Al momento l'ho commentata e tutto (stampante, scanner e macchina fotografica) funziona correttamente.

A questo punto, mi sa che tocca fare due segnalazioni di bug.

Però vorrei prima capire perché ho come l'impressione di essere l'unico ad essere incappato in questo problema.

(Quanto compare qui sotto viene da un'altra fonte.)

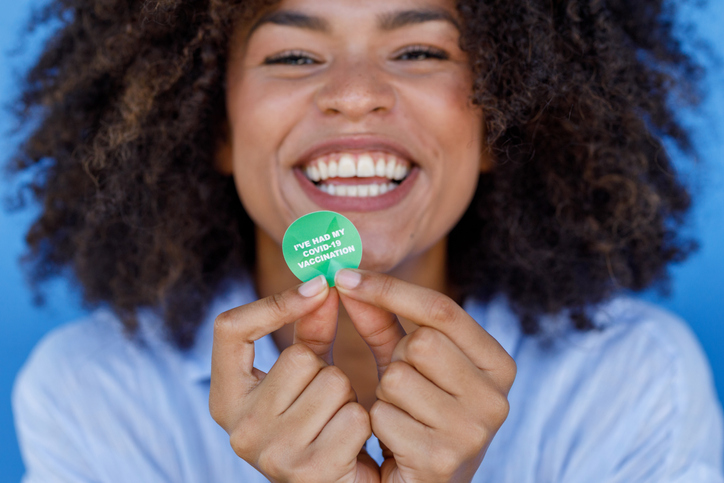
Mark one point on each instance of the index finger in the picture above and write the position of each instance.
(426, 308)
(232, 357)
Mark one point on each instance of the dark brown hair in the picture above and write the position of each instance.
(124, 105)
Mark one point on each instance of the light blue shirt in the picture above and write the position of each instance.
(631, 403)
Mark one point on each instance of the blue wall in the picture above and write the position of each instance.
(698, 288)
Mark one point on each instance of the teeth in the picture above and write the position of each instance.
(314, 173)
(347, 168)
(360, 190)
(332, 169)
(323, 170)
(400, 172)
(380, 167)
(365, 165)
(390, 171)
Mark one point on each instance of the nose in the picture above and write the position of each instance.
(355, 90)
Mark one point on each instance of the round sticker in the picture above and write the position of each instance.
(321, 243)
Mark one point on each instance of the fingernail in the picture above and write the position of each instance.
(347, 278)
(313, 287)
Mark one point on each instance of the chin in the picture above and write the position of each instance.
(384, 262)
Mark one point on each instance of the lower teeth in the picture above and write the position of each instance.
(368, 190)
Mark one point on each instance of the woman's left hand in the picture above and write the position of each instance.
(443, 388)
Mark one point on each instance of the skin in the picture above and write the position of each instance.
(434, 397)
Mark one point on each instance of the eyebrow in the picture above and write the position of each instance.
(386, 21)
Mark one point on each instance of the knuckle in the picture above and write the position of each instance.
(387, 285)
(509, 371)
(423, 341)
(442, 309)
(301, 355)
(218, 411)
(268, 462)
(445, 463)
(498, 408)
(336, 380)
(378, 411)
(392, 377)
(277, 305)
(357, 415)
(224, 322)
(242, 445)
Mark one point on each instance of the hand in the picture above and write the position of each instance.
(301, 421)
(443, 389)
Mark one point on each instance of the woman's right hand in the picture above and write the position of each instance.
(300, 422)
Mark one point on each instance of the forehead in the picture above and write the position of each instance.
(330, 15)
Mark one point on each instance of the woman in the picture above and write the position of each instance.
(523, 186)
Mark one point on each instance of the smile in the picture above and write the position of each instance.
(357, 174)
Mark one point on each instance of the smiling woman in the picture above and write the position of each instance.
(504, 165)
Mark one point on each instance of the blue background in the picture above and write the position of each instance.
(697, 289)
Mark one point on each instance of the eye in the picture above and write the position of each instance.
(422, 52)
(294, 57)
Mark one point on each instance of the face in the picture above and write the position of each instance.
(359, 107)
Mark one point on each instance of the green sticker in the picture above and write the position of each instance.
(321, 243)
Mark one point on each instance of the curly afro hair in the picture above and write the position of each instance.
(125, 103)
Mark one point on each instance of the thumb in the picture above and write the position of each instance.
(318, 329)
(381, 330)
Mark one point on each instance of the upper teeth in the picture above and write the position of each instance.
(366, 165)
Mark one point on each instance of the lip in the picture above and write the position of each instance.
(354, 144)
(352, 203)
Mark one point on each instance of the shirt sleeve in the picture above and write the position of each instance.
(50, 443)
(646, 412)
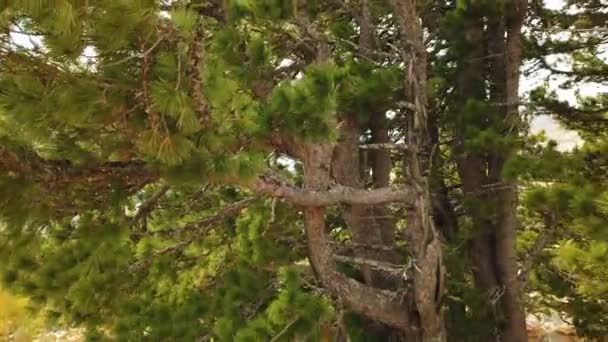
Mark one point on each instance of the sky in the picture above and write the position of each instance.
(566, 139)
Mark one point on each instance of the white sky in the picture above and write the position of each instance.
(566, 139)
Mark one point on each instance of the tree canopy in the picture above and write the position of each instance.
(267, 170)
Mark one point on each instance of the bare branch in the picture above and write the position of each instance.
(383, 146)
(379, 265)
(146, 207)
(338, 194)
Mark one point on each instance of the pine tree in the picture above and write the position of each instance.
(260, 170)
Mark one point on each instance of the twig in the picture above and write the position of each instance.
(146, 207)
(380, 265)
(139, 55)
(284, 331)
(383, 146)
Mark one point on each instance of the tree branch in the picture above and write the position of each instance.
(274, 187)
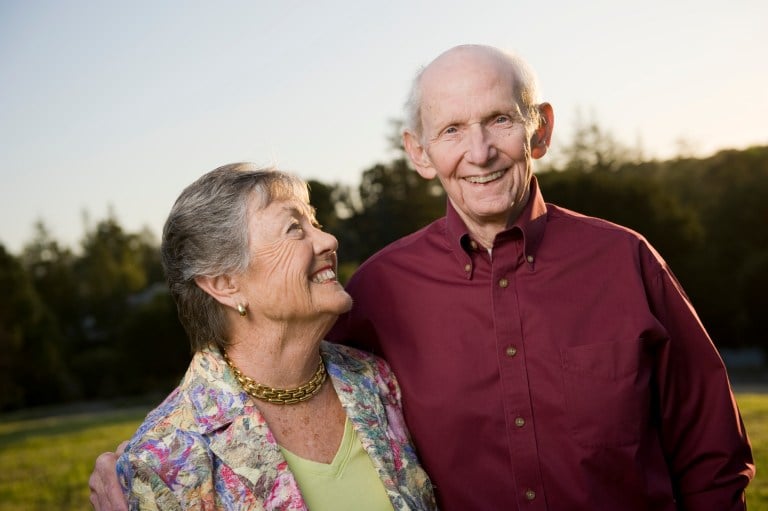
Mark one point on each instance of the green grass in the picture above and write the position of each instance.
(45, 462)
(754, 411)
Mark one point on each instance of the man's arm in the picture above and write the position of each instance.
(106, 493)
(701, 429)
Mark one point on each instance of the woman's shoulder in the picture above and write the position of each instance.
(347, 356)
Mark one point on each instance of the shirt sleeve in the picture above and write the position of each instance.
(702, 432)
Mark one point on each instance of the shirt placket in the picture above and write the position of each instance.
(510, 352)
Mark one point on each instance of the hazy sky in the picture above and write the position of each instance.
(107, 104)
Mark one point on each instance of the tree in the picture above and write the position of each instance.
(393, 201)
(31, 369)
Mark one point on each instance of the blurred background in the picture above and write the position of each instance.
(108, 109)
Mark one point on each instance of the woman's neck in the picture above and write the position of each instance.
(277, 354)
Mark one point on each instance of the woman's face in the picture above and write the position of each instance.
(292, 272)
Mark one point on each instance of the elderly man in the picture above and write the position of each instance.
(548, 360)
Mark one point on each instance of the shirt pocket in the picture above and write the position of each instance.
(607, 392)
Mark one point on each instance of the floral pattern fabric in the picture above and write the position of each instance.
(208, 447)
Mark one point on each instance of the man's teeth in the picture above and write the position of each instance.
(485, 179)
(324, 276)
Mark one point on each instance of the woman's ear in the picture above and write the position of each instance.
(418, 155)
(222, 288)
(542, 135)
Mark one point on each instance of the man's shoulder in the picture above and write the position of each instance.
(558, 216)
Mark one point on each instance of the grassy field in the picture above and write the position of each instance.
(45, 462)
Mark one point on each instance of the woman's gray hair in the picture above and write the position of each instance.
(524, 80)
(206, 235)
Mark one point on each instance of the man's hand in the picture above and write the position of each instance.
(106, 493)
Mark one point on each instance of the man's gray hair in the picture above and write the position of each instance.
(524, 80)
(206, 235)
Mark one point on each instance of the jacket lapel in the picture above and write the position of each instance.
(239, 435)
(357, 390)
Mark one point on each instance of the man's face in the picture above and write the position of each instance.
(474, 138)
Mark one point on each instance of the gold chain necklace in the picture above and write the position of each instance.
(280, 396)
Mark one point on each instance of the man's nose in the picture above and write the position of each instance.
(480, 145)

C'è quindi qualcun altro con una stampante/scanner HP che ha installato libgphoto2, a cui però funziona tutto senza problemi (e senza aver dovuto smanettare con i permessi di cups, o altro)?

----------

## skypjack

io ho usato una hp via cups con hplip e non ho avuto di questi problemi.  :Confused: 

----------

## codadilupo

tra l'atro, per quanto ho capito, è piu' che corretto che tutto cio' che viene montato autonomamente appartenga al gruppo plugdev, tanto che il manuale raccomanda di mettere il proprio utente in tale gruppo  :Wink: 

Coda

----------

## to.alex

Ma infatti il mio utente (come anche root, che non riusciva comunque a stampare) appartiene al gruppo plugdev (come anche al gruppo lp), ma cups quando fa partire i processi di stampa li lancia facendoli appartenere (di default) al gruppo lp, salvo indicare diversamente in cupsd.conf.

Infatti aggiungendo a cupsd.conf "Group plugdev" stampa, ma non mi sembra corretto. Cups dovrebbe lanciare i suoi processi facendoli appartenere al gruppo lp, anche perché se si fa diversamente, a cosa serve aver separati i gruppi plugdev e lp? A cosa servirebbe a sto punto tutto il gruppo lp?

Del resto, controllando nella openSuSE che ho sul portatile, quand attacco la stampante, il dispositivo che viene creto in /dev/bus/usb/... ha impostato i permessi 664 (mentre gentoo prima che ci mettessi mani, impostava 644) e gruppo lp. Lo trovo più corretto.

Però magari dipende dal fatto di avere HPLIP assieme a libgphoto2 compilato con ogni tipo di camera supportata (in particolare le PTP2, che poi è quello che mi serve).

In ogni caso nel week-end apro due segnalazioni, una per HPLIP e una per libgphoto2, vediamo che mi dicono i devel.

Ciao.

----------

## djinnZ

Il gruppo lp serve ad identificare chi può stampare e chi no (in ambiente distribuito la cosa riveste un considerevole peso anche dal punto di vista pratico) oppure chi può agire sulle code di stampa. Plugdev serve a decidere chi può e chi non può collegare hardware. Ovviamente su un pc di uso domestico queste distinzioni sono inutili ma in altri ambiti sono obbligate. Ciò non toglie che siano due cose distinte e separate.

Per caso hai la use parallel attiva su hplip?

----------